Vonnegut's satirical reach is refreshing. In this snapshot of the future (note publication date) he winds up the stoney-eyed simulacrum of Metropolis and gives us a binary class system: the engineers and managers vs. the average man. It takes a doctorate to become a real estate agent. The centralised planning of production — originally introduced during the most recent war — has generated mass unemployment and the plebs are either in the army or on road crews (Reconstruction and Reclamation Corps).
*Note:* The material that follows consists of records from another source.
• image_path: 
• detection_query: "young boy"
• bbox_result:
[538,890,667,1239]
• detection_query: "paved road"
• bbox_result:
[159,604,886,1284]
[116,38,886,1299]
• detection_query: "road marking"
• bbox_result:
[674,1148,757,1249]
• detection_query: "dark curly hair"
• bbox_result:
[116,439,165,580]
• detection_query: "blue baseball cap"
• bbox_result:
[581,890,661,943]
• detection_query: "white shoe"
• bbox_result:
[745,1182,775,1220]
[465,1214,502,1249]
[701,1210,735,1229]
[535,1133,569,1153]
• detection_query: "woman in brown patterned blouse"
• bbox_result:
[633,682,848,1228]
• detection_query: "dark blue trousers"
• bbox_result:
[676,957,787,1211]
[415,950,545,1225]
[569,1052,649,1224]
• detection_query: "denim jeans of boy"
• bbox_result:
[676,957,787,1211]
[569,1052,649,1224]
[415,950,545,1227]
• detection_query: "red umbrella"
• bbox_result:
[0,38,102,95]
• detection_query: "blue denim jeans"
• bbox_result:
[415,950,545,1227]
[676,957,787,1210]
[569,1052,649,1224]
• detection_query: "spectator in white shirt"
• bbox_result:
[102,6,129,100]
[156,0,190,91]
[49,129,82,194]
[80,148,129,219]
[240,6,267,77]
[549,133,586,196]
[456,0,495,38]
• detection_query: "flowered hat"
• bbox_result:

A typical exemplar is Edgar R. B. Hagstrohm — chosen by the computer database to be shown to a visiting potentate, the Shah of Bratpuhr, who thinks that these people are all slaves.

The personnel machines had considered the problem and ejected the card of Edgar R. B. Hagstrohm, who was statistically average in every respect save the number of his initials: his age (36), his height (5'7"), his eight (148 lbs.), his years of marriage (22), his I.Q. (83), the number of his children (2: 1 m., 9; 1 f., 6), the number of his bedrooms (2), his car (3 yr. old Chev. 2 dr. sed.), his education (h.s. grad, 117th in class of 233; maj. in business practice; 2nd string f'ball, b'k'tb'l; soc. comm., sen'r play; no coll.), his vocation (R&R), his avocations (spec'r sports, TV, softb'l, f'sh'g), and his war record (5 yrs., 3 ov'sea; T-4 radioman; 157th Inf. Div.; battle stars: Hjoring, Elbesan, Kabul, Kaifen, Ust Kyakhta; wounded 4 times; P'ple H't, 3 cl.; Silv. Star; Br'ze Star, 2 cl., G'd Cond. Med.).

But the real drama in this wonderful, dark and intriguing novel occurs in the life of the protagonist, Paul Proteus, head of the Ilium Works, a massive, computer-automated manufacturing plant in New York State. Because Paul wants out. The pressure of his boss, his wife and his society are ranged against his desire not to give his friend up to the authorities, who continue to fear subversives.

Strange things happen occasionally, as Proteus discovers when he goes to the police station after being fired from his job:

While he waited for someone to notice him, he interested himself in the radiophoto machine behind glass in one corner, which was fashioning a portrait of a fugitive, and noting beside it a brief biography. The portrait emerged from a slit in the top of the machine bit by bit—first the hair, then the brows, on line with the word WANTED, and then, on line with the large, fey eyes, the name: Edgar Rice Burroughs Hagstrohm, R&R-131313. Hagstrohm's sordid tale emerged along with his nose: "Hagstrohm cut up his M-17 home in Chicago with a blow-torch, went naked to the home of Mrs. Marion Frascati, the widow of an old friend, and demanded that she come to the woods with him. Mrs. Frascati refused, and he disappeared into the bird sanctuary bordering the housing development. There he eluded police, and is believed to have made his escape dropping from a tree onto a passing freight—"
  "You!" said the desk sergeant. "Proteus!"